The Japanese economy gained growth momentum in June, according to Nikkei PMI surveys, ending the second quarter on a stronger note. Other survey indicators suggest economic activity in coming months is likely to stay robust.
Stronger growth in second quarter
The Nikkei Japan Composite PMI™ Output Index rose from 51.7 in May to 52.1 in June, indicating a modest improvement in the rate of growth of business activity in the economy.
The average Composite Output Index reading for the second quarter is slightly higher than the average in the first three months of 2018, allaying concerns, to some extent, about spluttering economic growth, as indicated by the GDP decline in the first quarter.
June survey data suggest that output growth could strengthen further in July. Growth in new business intakes accelerated from May, while backlogs of orders across manufacturing and services combined returned to growth, which would usually encourage firms to raise output in coming months. Dipping business confidence relating to output remained upbeat and above the historical average.
The manufacturing sector remained the main driver of economic output, continuing to outpace growth of services activity, but also faces the greatest risks as far as performance in the second half of the year is concerned. There are two developments in the manufacturing sector that could weigh on future growth. Firstly, export sales fell for the first time in nearly two years, reflective of cooling world trade conditions in recent months.

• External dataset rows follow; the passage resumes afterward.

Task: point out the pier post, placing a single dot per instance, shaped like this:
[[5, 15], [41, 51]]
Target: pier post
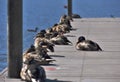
[[70, 8], [14, 38]]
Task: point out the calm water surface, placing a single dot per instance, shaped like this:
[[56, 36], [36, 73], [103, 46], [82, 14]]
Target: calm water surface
[[44, 13]]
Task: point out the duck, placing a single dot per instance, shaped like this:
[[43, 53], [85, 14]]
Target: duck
[[87, 45], [33, 30], [60, 39], [32, 71]]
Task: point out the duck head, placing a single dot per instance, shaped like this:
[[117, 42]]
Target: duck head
[[81, 38]]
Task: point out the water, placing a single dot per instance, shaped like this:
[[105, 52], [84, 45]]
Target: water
[[44, 13]]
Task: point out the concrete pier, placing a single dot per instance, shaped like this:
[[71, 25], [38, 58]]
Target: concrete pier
[[72, 65]]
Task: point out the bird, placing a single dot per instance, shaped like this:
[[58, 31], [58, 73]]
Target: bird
[[87, 45], [32, 71]]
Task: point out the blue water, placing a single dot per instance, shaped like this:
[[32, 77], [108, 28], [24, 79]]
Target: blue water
[[44, 13]]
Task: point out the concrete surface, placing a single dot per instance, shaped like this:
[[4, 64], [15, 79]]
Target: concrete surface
[[72, 65]]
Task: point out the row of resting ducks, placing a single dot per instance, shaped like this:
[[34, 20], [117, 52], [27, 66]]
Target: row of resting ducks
[[44, 42]]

Secondly, high demand for inputs continued to put pressure on supply chains, resulting in widespread material shortages. The extent of the deterioration in average lead times remained marked and greater than the historical trend. Anecdotal evidence revealed that delivery delays had in some cases resulted in lost sales.

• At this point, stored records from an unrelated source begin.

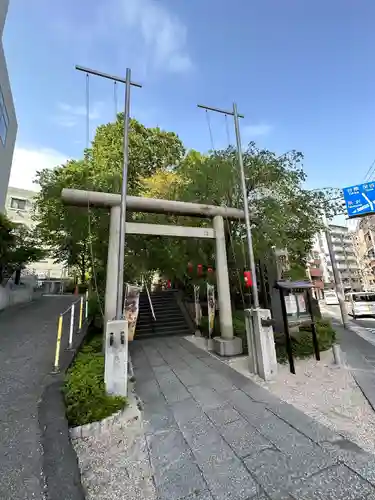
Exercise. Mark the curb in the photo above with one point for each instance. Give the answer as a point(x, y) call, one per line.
point(59, 460)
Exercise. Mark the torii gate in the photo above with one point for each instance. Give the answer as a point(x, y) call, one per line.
point(229, 344)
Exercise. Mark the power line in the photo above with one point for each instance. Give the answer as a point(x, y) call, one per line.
point(370, 171)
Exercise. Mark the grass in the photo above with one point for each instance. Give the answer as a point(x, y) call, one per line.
point(85, 397)
point(302, 345)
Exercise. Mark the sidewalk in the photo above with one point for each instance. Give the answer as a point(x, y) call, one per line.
point(27, 345)
point(358, 345)
point(213, 434)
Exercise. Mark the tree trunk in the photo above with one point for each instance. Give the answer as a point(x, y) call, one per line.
point(17, 277)
point(83, 269)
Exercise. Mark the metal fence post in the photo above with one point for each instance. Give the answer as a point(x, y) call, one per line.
point(56, 366)
point(80, 314)
point(71, 328)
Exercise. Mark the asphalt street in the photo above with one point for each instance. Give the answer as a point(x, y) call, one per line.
point(27, 345)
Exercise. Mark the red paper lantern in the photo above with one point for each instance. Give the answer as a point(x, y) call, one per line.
point(247, 278)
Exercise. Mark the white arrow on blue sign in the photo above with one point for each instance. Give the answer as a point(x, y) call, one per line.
point(360, 199)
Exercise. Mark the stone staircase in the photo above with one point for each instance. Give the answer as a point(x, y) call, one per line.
point(170, 320)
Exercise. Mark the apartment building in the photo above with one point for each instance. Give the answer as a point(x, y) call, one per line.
point(8, 120)
point(365, 247)
point(344, 243)
point(19, 209)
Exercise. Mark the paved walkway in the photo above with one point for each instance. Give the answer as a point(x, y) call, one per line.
point(214, 434)
point(358, 344)
point(27, 345)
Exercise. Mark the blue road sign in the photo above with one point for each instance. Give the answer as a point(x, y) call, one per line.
point(360, 199)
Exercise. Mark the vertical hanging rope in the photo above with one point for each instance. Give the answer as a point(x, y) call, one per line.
point(227, 130)
point(115, 98)
point(210, 130)
point(87, 110)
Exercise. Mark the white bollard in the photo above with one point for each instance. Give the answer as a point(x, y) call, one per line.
point(71, 328)
point(116, 358)
point(87, 305)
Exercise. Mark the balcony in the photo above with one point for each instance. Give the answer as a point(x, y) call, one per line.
point(315, 272)
point(317, 283)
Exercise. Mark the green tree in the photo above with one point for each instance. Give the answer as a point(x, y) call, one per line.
point(19, 246)
point(283, 213)
point(79, 236)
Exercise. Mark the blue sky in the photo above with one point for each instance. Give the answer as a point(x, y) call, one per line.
point(301, 72)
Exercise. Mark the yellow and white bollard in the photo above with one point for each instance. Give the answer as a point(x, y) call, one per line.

Subdued selling price inflation
Overall input cost inflation remained solid and well above the historical average, but firms raised selling prices only modestly. While a sustained increase in charges was generally encouraging, especially when the historical average has been one of deflation, the inflation pace remained underwhelming given the high degree of rising cost pressures.

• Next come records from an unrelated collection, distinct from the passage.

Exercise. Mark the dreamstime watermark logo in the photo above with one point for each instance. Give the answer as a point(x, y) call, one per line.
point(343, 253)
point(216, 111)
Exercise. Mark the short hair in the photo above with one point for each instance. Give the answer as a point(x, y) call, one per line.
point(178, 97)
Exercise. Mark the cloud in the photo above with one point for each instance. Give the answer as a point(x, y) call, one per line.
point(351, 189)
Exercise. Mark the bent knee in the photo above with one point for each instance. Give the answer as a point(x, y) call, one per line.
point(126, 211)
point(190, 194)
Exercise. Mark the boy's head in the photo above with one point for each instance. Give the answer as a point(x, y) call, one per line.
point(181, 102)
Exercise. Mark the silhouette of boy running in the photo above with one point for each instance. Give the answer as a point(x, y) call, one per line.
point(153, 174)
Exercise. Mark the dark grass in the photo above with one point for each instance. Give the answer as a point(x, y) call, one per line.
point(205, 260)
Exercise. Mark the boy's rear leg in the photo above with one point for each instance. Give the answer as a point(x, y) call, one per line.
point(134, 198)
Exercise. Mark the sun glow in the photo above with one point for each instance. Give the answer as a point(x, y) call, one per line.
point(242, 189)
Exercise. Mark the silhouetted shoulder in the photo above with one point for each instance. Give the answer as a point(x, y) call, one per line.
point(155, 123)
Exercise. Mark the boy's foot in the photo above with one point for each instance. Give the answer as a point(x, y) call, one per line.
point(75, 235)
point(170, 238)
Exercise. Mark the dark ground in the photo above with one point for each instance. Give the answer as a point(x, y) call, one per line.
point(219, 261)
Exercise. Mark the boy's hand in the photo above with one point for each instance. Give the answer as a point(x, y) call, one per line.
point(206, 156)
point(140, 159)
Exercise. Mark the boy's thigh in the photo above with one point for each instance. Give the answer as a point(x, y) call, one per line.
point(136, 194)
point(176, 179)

The survey data therefore do little to change the view that, despite five years of aggressive (and unconventional) monetary policy, the Bank of Japan is no closer to reaching its 2% inflation target. The core CPI rose 0.7% year-on-year in May. With subdued inflation, the central bank is widely expected to continue with its ultra-accommodative policy for the time being, but there are concerns about the increasing cost of prolonged easing, especially the damage of near-zero rates on bank profits. This conundrum could elicit another unconventional policy move from the BOJ. The central bank deputy governor Masayoshi Amamiya recently said he would not rule out a policy adjustment if it is necessary to achieve its price target. As such, the outcome of a quarterly inflation review at the July policy meeting will be eagerly awaited.